Lors d'une manifestation pacifique après le verdict, à Los Angeles, le 15 juillet 2013.  REUTERS/Jonathan Alcorn
Lors d'une manifestation pacifique après le verdict, à Los Angeles, le 15 juillet 2013. REUTERS/Jonathan Alcorn

Temps de lecture: 5 minutes

Depuis l'acquittement de George Zimmerman, l'homme qui a abattu Trayvon Martin, 17 ans, en Floride en février 2012, ce samedi 13 juillet, l'affaire ne s'est pas terminée, bien au contraire.

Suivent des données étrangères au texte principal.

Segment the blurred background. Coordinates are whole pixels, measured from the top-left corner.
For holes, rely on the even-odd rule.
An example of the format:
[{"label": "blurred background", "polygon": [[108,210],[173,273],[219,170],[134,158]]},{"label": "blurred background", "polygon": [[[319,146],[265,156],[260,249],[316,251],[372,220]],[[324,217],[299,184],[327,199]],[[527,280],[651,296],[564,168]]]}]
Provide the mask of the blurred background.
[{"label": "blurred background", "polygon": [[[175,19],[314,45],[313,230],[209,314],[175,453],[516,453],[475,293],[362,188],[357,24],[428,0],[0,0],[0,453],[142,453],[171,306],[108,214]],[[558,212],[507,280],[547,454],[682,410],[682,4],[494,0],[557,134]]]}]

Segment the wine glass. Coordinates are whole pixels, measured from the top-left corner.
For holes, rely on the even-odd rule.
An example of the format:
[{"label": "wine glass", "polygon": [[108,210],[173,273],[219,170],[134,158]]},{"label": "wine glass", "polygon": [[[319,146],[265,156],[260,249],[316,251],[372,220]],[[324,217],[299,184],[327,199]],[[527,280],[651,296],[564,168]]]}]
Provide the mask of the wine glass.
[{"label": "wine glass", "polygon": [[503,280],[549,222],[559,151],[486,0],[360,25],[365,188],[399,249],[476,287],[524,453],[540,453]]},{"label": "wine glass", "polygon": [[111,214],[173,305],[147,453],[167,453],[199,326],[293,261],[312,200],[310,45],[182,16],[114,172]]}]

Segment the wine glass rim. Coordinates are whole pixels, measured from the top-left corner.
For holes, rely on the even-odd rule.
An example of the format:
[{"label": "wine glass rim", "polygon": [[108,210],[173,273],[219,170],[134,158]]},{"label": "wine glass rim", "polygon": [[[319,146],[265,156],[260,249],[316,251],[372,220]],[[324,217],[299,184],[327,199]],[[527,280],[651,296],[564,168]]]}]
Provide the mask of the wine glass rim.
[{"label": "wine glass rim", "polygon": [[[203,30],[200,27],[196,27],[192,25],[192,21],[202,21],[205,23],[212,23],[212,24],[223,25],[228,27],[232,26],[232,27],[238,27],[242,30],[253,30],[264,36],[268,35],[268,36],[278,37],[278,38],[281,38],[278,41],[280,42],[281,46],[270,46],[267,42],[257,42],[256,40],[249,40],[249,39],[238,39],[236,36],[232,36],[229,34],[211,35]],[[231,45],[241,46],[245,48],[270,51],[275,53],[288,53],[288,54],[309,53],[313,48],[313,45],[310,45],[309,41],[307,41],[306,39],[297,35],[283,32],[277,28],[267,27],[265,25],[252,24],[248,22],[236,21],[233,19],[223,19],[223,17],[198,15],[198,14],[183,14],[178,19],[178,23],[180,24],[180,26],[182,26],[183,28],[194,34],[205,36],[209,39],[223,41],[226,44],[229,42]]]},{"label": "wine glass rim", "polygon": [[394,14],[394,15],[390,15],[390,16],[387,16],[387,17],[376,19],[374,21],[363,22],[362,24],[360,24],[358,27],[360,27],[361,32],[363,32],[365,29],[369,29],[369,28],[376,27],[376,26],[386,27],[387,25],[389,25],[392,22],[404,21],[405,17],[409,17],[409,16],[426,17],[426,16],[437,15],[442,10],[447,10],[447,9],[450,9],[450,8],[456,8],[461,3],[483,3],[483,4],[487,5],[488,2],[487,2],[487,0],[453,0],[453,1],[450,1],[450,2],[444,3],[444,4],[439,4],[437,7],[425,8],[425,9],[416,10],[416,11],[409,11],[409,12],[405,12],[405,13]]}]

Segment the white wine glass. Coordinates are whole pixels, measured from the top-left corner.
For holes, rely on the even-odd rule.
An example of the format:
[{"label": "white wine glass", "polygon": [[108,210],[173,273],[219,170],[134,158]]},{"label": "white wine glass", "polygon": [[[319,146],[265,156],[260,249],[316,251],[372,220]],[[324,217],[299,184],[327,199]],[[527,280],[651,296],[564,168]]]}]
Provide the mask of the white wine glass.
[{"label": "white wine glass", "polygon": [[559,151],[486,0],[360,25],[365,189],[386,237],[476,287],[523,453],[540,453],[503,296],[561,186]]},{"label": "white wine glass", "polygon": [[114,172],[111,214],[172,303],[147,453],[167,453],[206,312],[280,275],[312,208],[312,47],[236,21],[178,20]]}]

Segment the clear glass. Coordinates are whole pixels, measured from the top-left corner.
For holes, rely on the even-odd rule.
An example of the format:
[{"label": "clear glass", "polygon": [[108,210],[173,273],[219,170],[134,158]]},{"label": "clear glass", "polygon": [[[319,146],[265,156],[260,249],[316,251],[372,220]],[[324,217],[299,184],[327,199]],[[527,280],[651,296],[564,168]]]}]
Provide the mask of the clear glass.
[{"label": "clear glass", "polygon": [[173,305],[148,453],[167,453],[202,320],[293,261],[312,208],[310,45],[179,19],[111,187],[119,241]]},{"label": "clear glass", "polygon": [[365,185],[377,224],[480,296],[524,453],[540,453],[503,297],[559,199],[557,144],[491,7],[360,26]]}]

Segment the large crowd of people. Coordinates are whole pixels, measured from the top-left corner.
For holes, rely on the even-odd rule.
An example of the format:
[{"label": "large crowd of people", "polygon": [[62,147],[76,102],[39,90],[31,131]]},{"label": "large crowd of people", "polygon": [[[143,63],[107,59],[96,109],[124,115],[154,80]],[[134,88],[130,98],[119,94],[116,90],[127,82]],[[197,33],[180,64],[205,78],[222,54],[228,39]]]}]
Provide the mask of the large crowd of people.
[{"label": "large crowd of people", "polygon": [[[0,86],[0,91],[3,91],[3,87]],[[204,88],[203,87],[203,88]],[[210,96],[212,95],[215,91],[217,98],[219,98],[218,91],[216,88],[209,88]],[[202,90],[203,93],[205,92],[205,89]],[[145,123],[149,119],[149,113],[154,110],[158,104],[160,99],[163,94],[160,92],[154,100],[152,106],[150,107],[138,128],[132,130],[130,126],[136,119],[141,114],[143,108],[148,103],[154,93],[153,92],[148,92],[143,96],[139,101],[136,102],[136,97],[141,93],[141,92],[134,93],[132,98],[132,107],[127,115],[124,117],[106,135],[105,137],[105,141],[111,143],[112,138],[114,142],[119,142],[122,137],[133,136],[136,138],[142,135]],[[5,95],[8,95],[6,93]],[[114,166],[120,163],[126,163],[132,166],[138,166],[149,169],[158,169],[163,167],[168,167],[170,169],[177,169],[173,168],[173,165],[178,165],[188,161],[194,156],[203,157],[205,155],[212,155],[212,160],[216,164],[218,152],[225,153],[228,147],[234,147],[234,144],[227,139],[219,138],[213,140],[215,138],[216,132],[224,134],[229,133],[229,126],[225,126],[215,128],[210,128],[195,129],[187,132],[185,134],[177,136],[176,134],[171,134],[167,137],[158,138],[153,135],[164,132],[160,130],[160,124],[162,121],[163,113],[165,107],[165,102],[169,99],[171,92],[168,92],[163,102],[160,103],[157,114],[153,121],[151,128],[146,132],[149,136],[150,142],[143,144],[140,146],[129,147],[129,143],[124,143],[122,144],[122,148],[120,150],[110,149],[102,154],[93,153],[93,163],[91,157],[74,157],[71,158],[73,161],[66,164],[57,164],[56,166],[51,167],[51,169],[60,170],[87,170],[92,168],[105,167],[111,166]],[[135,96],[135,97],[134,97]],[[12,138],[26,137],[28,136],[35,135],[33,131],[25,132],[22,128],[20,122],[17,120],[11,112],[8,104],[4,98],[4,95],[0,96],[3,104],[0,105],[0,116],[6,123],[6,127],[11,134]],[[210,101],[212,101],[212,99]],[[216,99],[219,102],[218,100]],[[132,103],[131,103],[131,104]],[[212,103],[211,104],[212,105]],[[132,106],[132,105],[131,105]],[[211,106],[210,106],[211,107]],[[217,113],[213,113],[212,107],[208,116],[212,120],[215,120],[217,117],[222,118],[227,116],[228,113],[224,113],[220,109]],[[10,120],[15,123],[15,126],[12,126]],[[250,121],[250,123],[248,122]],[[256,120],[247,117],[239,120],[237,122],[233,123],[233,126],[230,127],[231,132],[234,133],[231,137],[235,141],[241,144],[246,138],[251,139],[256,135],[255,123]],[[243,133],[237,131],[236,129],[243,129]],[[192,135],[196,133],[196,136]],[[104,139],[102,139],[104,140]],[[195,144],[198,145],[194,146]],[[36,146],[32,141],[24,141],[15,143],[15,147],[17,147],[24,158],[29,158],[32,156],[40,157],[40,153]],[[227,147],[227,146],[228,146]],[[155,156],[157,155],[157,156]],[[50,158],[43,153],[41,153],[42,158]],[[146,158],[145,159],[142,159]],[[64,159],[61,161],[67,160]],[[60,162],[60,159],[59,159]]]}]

Le département de la Justice américain va recommencer son enquête sur le cas pour voir s'il serait possible de poursuivre George Zimmerman pour «crime de haine», (autrement dit, le ministère de la Justice veut voir s'il peut prouver que George Zimmerman a poursuivi Trayvon Martin puis lui a tiré dessus lors d'une bagarre parce que le jeune homme était noir).

Et une des jurées vient de signer avec un agent littéraire, ce qui mènera sûrement à un livre.

Mais si vous voulez prendre un peu de recul, voilà quelques articles et sites passionnants pour mieux comprendre l'Amérique de Barack Obama et de George Zimmerman dans laquelle ce verdict a été prononcé:

1. Notre vrai problème, c'est la fureur des blancs (Salon)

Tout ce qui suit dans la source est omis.